There is no doubt that the trial court had a wide latitude within which it would exercise its discretion and mete out what, in its view, was a proper sentence in the circumstances. And unless it can be demonstrated that, in exercising its discretion, the court either misapprehended the law or facts or took into account matters which it ought not have taken into account and failed to consider those matters that ought to have been considered or that, in view of the circumstances of the case, the sentence was manifestly harsh or excessive, there would be no basis for this court to interfere with the sentence.

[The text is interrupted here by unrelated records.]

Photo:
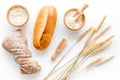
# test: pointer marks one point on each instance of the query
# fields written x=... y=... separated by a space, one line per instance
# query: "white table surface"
x=9 y=69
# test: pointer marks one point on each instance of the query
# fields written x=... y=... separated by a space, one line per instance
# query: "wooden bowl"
x=11 y=15
x=70 y=27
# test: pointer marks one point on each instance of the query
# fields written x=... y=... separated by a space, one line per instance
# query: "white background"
x=9 y=70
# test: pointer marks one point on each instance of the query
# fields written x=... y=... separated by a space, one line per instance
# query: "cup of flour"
x=17 y=16
x=74 y=19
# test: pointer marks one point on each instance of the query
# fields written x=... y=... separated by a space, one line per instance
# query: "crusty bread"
x=44 y=27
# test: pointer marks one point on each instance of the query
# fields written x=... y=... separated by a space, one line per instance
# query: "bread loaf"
x=44 y=27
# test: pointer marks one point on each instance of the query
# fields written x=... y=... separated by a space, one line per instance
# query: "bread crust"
x=44 y=27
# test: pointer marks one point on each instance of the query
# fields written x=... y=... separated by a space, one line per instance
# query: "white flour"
x=70 y=20
x=18 y=16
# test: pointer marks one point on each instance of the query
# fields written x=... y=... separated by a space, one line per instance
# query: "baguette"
x=44 y=27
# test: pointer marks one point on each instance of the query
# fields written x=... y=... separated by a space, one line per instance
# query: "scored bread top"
x=44 y=27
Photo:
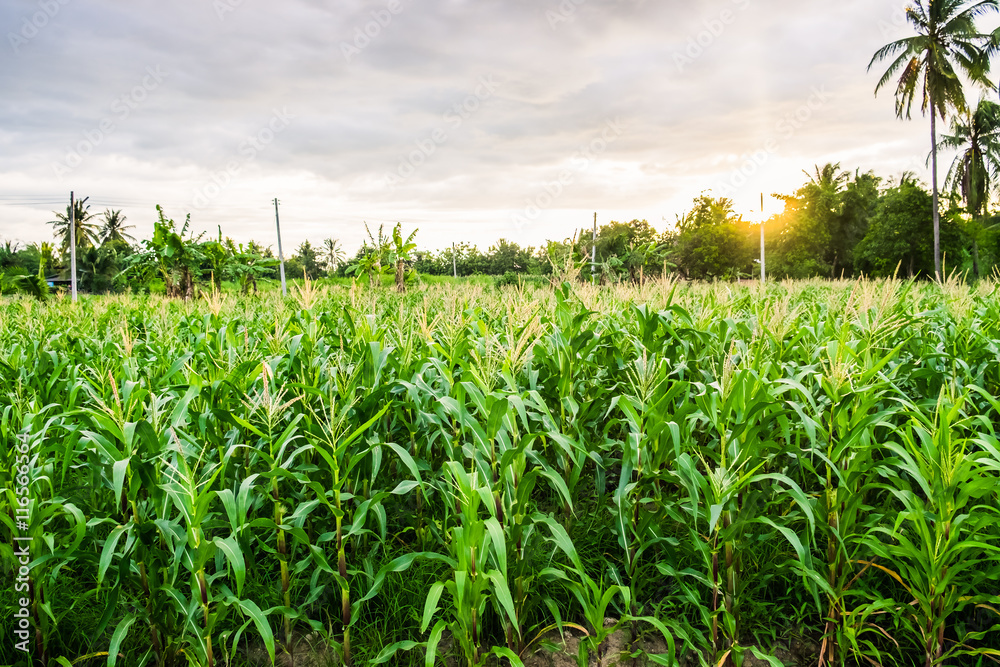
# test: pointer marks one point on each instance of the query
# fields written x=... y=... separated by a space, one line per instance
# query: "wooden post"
x=72 y=245
x=281 y=256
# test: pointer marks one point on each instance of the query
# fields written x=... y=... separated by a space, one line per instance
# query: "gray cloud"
x=368 y=85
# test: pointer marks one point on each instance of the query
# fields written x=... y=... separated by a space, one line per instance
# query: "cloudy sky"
x=471 y=120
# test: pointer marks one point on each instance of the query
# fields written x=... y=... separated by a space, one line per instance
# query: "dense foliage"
x=464 y=470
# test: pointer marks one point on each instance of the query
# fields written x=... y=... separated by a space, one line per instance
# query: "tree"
x=247 y=265
x=333 y=255
x=973 y=174
x=899 y=234
x=306 y=259
x=86 y=232
x=859 y=200
x=712 y=241
x=114 y=228
x=401 y=252
x=169 y=256
x=947 y=44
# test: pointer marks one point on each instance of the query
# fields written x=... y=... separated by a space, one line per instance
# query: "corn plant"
x=943 y=546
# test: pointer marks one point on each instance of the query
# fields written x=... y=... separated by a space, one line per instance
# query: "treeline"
x=837 y=224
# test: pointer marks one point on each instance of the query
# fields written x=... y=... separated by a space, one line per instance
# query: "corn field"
x=470 y=476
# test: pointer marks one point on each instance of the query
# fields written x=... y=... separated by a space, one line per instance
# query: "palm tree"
x=86 y=231
x=333 y=254
x=947 y=44
x=114 y=227
x=975 y=171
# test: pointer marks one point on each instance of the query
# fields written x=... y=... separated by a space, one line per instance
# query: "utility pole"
x=281 y=256
x=72 y=245
x=763 y=275
x=593 y=253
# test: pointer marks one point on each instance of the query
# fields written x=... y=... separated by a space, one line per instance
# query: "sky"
x=469 y=120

InJohn Muendo Musau v Republic [2013] eKLR the Court of Appeal discussed the circumstance under which an appeal court will interfere with the discretion of the trial court on sentencing. It stated as follows:
“On the sentence, section 26 (2) of the Penal Code provides that where the prescribed sentence is imprisonment for life or any other period, the trial court has the discretion to pass a sentence of imprisonment for a shorter period. Situations where an appellate court would interfere with the discretion of a trial court on the issue of sentence have in the past been clearly defined by this Court. An appellate court would interfere only where there exists, to a sufficient extent, circumstances entitling it to vary the order of the trial court. Those circumstances were well illustrated in the case of Nelson vs Republic [1970] E.A. 599, following Ogalo Son of Owuora vs Republic (1954) 21 EACA 270 as follows:
“The principles upon which an appellate court will act in exercising its jurisdiction to review sentences are fairly established. The court does not alter a sentence on the mere ground that if the members of the court had been trying the appellant, they might have passed a somewhat different sentence and it will not ordinarily interfere with the discretion exercised by a trial Judge unless as was said in James v Rex (1950), 18 EACA 147, it is evident that the Judge has acted upon some wrong principle or overlooked some material factor. To this, we would also add a third criterion, namely, that the sentence is manifestly excessive in view of the circumstances of the case. R v Shershewsity (1912) C.CA 28 T.LR 364. ”
With this law in mind, I find no basis of interfering with the learned trial magistrate’s decision on the sentence; he was properly sentenced. And with that I come to the conclusion that the appellant’s appeal has no merits. It is dismissed.